Petugas BPBPK NTT, Ida Rohayu

Petugas Balai Penataan Bangunan, Prasarana, dan Kawasan NTT, Ida Rohayu, mengatakan Kabupaten Flores Timur menjadi daerah dengan jumlah unit penerima terbanyak dibandingkan kabupaten lain di NTT. Jumlah unit paling banyak di Flores Timur.

Untuk tahun ini hanya ada enam kabupaten yang mendapatkan program DAK Sanitasi Air Limbah domestik. Jumlah unit paling banyak di Flores Timur,” ujar Ida.
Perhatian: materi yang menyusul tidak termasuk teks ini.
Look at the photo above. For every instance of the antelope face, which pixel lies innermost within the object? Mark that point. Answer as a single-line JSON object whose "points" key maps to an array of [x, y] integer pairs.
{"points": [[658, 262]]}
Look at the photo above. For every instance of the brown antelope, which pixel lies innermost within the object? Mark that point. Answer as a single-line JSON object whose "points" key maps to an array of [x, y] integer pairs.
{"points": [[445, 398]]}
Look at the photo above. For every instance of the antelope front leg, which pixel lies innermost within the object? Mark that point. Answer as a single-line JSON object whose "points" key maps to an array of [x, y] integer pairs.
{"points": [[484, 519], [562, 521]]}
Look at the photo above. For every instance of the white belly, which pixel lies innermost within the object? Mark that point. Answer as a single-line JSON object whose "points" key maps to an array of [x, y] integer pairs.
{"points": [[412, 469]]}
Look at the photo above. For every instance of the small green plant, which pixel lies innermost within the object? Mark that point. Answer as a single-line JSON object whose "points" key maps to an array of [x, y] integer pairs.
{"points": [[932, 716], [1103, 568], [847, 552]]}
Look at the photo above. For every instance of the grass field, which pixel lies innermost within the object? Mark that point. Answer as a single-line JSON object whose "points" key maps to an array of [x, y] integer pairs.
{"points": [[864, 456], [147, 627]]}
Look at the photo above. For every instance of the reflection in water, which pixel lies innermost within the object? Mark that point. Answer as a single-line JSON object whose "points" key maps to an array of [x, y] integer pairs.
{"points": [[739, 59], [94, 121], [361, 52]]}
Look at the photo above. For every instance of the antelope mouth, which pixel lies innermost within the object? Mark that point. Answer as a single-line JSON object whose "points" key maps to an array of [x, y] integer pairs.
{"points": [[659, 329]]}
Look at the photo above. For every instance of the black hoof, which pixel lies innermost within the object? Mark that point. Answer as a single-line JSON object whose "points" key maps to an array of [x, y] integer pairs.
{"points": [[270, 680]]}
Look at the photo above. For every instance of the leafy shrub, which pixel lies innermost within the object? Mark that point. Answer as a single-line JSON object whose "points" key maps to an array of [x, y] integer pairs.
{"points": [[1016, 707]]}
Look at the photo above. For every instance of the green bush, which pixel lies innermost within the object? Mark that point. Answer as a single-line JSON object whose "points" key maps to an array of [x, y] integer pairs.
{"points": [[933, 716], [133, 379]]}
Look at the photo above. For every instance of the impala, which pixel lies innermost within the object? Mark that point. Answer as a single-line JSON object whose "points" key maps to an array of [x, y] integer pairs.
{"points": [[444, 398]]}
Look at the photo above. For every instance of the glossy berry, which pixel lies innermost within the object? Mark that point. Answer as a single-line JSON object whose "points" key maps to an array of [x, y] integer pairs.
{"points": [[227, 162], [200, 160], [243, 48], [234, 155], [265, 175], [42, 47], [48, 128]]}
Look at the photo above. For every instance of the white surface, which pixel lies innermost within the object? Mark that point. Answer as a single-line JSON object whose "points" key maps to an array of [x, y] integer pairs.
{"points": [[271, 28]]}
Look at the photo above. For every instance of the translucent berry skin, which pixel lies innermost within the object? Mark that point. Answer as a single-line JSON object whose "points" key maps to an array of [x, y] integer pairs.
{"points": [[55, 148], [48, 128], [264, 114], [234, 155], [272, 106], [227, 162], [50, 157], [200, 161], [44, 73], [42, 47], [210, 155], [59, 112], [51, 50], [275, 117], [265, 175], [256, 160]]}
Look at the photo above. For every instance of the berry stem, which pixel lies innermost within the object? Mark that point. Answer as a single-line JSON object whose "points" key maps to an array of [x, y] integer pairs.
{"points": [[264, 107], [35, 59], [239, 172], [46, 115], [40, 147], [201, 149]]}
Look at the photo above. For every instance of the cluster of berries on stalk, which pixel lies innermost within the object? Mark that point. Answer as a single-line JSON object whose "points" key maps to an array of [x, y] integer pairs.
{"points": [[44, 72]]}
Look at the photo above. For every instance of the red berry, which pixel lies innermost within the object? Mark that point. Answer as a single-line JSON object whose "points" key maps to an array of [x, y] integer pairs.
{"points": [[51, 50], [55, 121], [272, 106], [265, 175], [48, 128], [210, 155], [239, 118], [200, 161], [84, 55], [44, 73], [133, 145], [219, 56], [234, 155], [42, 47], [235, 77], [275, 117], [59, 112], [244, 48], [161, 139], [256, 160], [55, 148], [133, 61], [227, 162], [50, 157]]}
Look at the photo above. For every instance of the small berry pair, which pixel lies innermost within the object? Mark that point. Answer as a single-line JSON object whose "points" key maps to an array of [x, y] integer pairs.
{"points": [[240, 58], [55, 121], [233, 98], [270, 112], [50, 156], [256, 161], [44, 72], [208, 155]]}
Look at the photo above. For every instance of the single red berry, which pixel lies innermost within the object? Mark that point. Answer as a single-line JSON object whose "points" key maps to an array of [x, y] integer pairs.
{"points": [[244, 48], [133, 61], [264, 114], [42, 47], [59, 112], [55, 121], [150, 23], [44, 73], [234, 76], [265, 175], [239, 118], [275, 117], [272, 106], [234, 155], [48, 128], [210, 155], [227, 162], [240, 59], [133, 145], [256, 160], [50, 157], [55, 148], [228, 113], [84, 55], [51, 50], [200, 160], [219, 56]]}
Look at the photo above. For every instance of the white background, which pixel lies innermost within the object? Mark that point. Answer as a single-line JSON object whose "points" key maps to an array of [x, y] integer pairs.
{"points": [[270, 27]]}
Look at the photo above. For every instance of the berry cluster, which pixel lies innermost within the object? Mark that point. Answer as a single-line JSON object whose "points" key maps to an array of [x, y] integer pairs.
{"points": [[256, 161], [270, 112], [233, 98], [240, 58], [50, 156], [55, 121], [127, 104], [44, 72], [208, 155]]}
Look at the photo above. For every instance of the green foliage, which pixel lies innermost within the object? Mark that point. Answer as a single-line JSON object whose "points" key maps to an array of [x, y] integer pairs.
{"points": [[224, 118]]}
Ia menjelaskan, dukungan pemerintah pusat melalui program tersebut merupakan bagian dari upaya mempercepat pembangunan sanitasi berbasis masyarakat.
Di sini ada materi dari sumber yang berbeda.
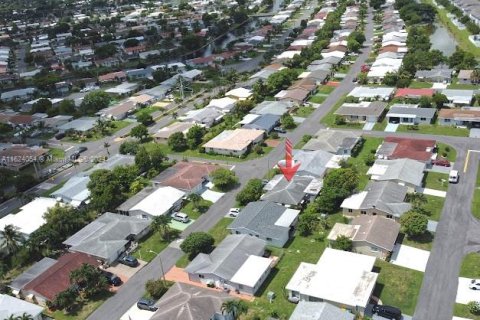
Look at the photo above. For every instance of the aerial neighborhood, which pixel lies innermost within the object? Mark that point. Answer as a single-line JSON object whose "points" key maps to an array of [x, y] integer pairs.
{"points": [[240, 160]]}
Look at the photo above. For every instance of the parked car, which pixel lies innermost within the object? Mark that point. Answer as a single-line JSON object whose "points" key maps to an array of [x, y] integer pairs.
{"points": [[146, 304], [129, 261], [234, 212], [453, 176], [181, 217], [279, 130], [112, 278], [441, 162], [388, 312], [474, 284]]}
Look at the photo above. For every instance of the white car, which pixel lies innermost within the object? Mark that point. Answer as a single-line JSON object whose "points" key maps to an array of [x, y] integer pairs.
{"points": [[474, 284], [234, 212]]}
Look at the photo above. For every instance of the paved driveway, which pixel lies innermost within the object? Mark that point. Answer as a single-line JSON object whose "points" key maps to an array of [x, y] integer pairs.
{"points": [[410, 257], [464, 293]]}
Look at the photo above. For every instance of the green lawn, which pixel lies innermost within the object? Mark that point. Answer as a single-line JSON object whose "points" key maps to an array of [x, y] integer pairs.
{"points": [[304, 111], [435, 206], [460, 35], [444, 150], [325, 89], [435, 129], [85, 309], [317, 99], [420, 85], [152, 242], [461, 310], [398, 286], [476, 197], [369, 147], [437, 181], [470, 267], [218, 232]]}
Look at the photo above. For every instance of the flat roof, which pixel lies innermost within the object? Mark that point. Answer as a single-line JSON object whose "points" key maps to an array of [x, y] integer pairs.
{"points": [[251, 271]]}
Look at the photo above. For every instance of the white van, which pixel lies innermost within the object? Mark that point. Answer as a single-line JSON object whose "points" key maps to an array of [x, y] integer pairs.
{"points": [[453, 176]]}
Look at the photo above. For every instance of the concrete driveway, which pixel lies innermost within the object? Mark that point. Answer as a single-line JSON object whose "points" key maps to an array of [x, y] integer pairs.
{"points": [[410, 257], [464, 293]]}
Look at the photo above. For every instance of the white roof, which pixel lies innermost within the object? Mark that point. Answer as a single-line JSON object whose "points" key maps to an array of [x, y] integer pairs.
{"points": [[339, 276], [251, 271], [30, 217], [240, 93], [287, 218], [160, 201]]}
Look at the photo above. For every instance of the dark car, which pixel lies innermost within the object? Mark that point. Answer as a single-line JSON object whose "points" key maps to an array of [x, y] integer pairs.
{"points": [[146, 304], [129, 261], [388, 312], [112, 278]]}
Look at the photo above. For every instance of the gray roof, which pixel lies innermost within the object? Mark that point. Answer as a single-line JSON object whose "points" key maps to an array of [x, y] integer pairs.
{"points": [[107, 235], [265, 122], [306, 310], [260, 217], [186, 302], [375, 108], [386, 196], [32, 273], [227, 257], [406, 170], [419, 112], [288, 192], [272, 107], [332, 140]]}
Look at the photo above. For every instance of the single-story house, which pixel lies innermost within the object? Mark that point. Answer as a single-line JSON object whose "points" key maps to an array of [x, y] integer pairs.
{"points": [[458, 98], [273, 107], [410, 115], [441, 74], [108, 236], [152, 202], [296, 192], [309, 310], [362, 112], [412, 93], [371, 235], [266, 220], [466, 116], [378, 93], [334, 141], [164, 133], [15, 308], [399, 148], [206, 117], [186, 302], [265, 122], [83, 125], [30, 217], [237, 263], [465, 76], [190, 177], [234, 142], [44, 286], [342, 278], [405, 172], [239, 94]]}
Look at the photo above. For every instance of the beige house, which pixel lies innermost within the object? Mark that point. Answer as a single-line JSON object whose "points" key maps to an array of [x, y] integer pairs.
{"points": [[371, 235], [234, 142]]}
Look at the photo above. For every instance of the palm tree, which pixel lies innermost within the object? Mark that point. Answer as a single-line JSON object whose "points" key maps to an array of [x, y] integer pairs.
{"points": [[234, 308], [106, 145], [161, 224], [195, 199], [12, 238]]}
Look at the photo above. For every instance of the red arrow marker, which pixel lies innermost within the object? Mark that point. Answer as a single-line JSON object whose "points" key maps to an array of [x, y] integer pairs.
{"points": [[288, 168]]}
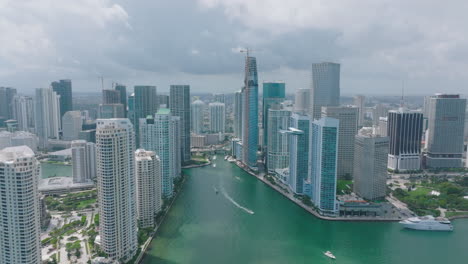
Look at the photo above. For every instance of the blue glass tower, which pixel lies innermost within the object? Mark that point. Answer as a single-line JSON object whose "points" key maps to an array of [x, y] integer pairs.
{"points": [[250, 113]]}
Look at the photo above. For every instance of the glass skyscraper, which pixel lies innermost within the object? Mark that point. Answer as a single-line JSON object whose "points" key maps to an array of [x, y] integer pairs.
{"points": [[250, 113]]}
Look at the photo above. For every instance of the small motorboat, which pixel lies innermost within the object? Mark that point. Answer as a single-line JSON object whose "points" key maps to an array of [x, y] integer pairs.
{"points": [[329, 254]]}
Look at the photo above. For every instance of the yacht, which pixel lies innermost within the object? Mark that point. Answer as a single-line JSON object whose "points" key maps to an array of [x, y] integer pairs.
{"points": [[428, 222], [329, 254]]}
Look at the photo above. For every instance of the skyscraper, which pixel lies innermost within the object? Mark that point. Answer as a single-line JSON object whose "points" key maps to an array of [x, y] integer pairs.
{"points": [[145, 103], [359, 102], [47, 115], [324, 153], [217, 117], [71, 125], [405, 130], [83, 161], [6, 98], [115, 159], [148, 187], [180, 106], [23, 112], [446, 125], [348, 117], [19, 211], [325, 90], [299, 151], [250, 113], [63, 88], [274, 93], [370, 166], [198, 108], [160, 134], [238, 114], [302, 101], [277, 148]]}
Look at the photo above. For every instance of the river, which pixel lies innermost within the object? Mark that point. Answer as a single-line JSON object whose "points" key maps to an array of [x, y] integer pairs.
{"points": [[248, 222]]}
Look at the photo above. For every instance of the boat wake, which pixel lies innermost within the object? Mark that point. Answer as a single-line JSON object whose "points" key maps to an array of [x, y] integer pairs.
{"points": [[247, 210]]}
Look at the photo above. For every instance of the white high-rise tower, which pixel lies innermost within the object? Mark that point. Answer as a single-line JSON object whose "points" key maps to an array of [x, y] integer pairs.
{"points": [[115, 148]]}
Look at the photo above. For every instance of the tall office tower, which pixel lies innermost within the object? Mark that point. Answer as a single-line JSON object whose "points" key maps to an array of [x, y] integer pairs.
{"points": [[148, 186], [63, 88], [47, 115], [217, 117], [250, 113], [238, 114], [71, 125], [6, 98], [348, 117], [360, 103], [107, 111], [115, 160], [163, 100], [110, 96], [325, 90], [83, 161], [324, 150], [180, 106], [220, 98], [299, 153], [122, 89], [20, 226], [446, 125], [370, 166], [277, 148], [302, 101], [145, 103], [274, 93], [405, 130], [198, 108], [160, 134], [23, 112]]}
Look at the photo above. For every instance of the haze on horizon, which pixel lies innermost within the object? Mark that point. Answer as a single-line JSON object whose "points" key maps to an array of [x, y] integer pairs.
{"points": [[380, 44]]}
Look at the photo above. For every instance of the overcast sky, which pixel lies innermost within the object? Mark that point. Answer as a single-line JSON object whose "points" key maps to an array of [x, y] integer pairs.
{"points": [[380, 44]]}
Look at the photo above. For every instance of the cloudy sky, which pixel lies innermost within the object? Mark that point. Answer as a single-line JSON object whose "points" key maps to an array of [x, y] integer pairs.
{"points": [[380, 44]]}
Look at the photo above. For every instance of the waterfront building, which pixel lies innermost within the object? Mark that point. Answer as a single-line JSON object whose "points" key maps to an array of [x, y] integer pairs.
{"points": [[348, 117], [324, 153], [160, 134], [71, 125], [302, 101], [6, 98], [370, 166], [122, 89], [198, 107], [63, 88], [145, 102], [20, 226], [250, 113], [180, 106], [299, 151], [405, 130], [238, 114], [23, 112], [446, 125], [115, 159], [277, 148], [83, 161], [274, 93], [47, 115], [325, 90], [148, 187], [217, 117]]}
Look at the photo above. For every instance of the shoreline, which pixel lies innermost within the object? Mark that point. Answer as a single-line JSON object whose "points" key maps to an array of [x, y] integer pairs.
{"points": [[309, 209]]}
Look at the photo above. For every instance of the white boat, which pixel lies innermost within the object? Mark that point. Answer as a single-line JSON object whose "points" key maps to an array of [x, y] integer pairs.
{"points": [[428, 222], [329, 254]]}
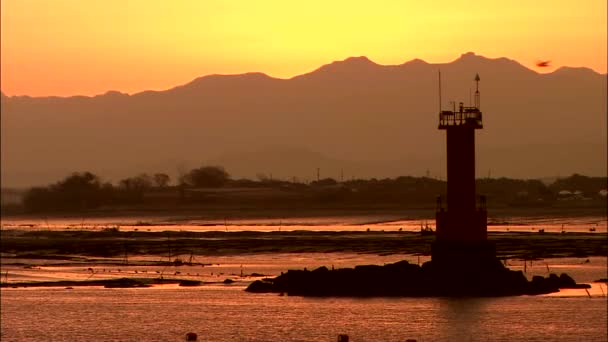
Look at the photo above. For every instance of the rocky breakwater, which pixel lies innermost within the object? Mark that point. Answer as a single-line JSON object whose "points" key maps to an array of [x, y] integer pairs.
{"points": [[403, 279]]}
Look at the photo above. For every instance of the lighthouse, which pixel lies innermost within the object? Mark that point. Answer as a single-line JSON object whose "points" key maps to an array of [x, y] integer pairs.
{"points": [[461, 227]]}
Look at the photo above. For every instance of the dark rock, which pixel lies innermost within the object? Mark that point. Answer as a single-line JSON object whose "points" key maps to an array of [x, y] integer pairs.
{"points": [[259, 286], [566, 282], [486, 278], [186, 282]]}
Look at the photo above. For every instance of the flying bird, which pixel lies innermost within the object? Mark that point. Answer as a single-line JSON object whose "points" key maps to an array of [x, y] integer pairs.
{"points": [[543, 64]]}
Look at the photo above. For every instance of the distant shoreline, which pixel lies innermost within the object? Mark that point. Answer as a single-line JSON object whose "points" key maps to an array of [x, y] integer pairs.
{"points": [[238, 213]]}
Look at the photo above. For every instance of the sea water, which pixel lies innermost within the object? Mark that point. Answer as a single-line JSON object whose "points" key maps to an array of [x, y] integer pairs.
{"points": [[219, 312]]}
Selain pembangunan fisik, pemerintah juga mendorong kesiapan sumber daya manusia agar fasilitas yang dibangun dapat langsung dimanfaatkan secara optimal.Pemerintah daerah pun telah mulai melakukan berbagai langkah pendukung, termasuk peningkatan kapasitas tenaga fasilitator lapangan yang dilaksanakan pada 5-6 Mei 2026

Upaya ini dilakukan untuk memastikan proses pendampingan kepada masyarakat berjalan maksimal serta mendukung operasional layanan sanitasi di lapangan. Melalui penguatan tenaga pendamping, pemerintah berharap Unit Pelaksana Teknis Daerah (UPTD) yang berkaitan dengan pengelolaan sanitasi dapat segera beroperasi dan memberikan pelayanan yang efektif kepada masyarakat.

Johanes Suban Tukan (Kadis PUPR Kabupaten Flores Timur) 

Sementara itu, Kepala Dinas Pekerjaan Umum dan Penataan Ruang Kabupaten Flores Timur, Johanes Suban Tukan, menyampaikan bahwa fasilitas Instalasi Pengolahan Lumpur Tinja (IPLT) di Flores Timur sebenarnya telah dibangun sejak tahun 2021.

Namun, optimalisasi fungsi dan operasionalnya masih membutuhkan dukungan pendampingan teknis.

Menurutnya, kehadiran Balai Penataan Bangunan, Prasarana, dan Kawasan NTT menjadi bagian penting dalam memastikan infrastruktur sanitasi tersebut dapat dimanfaatkan secara maksimal oleh masyarakat.

Ia berharap infrastruktur tersebut dapat bermanfaat bagi masyarakat Kabupaten Flores Timur.